Spark-based application to execute jobs faster and economically.
The idea (for now) is to create a webserver exposing a RESTful API that receives requests and executes a combination of previously written PySpark scripts, all in a single EC2 instance.
The REST API is provided by a tiny server built with Falcon. To start it, just do:
$ cd server
$ ./start.sh
POST /jobs/submit
{
"options": {
"s3": {
"aws_access_key_id": "<AWS_ACCESS_KEY_ID>",
"aws_secret_access_key": "<AWS_SECRET_ACCESS_KEY>"
}
},
"steps": [
["function_0", arg_0, arg_1, ..., arg_K],
["function_1", arg_0, arg_1, ..., arg_T],
...
["function_N", arg_0, arg_1, ..., arg_Z]
]
}
As the name says, the field options is optional. The field s3 in the example is needed only when interacting with S3. The field steps is a list of lists. Each of the internal lists has as first element a function name, with the arguments following.
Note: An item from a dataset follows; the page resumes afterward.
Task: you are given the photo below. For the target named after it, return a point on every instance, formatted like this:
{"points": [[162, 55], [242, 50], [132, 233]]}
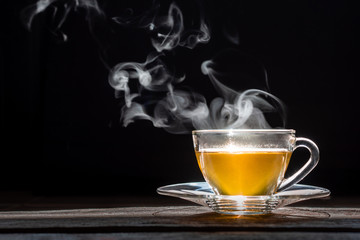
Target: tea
{"points": [[244, 172]]}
A unitary internal list represents a function without arguments (e.g., collect). All functions are preoviously written, making the job completely parameterized. This allows the client to execute a Spark job using the functions provided by the server, without sending any code (and avoiding security issues and incompatibilities).
{
"job_id": "<JOB_ID_IN_UUID4_FORMAT>"
}
GET /jobs/pop
Reads the first element of the list, removing it. This endpoint must be used only by the Spark process.
{
"job_id": "<JOB_ID_IN_UUID4_FORMAT>",
"options": <OBJECT>,
"steps": <LIST_OF_LISTS>
}
The response for this request is the body of the job submission described above.
GET /jobs/status/{job_id}
{
"status": "<JOB_STATUS>"
}
where the status is one of:
- QUEUED
- RUNNING
- NOT_FOUND
Execute $ ./start.sh
and watch while two jobs are submitted and executed (one after the other). At the end, the script prints the files' contents.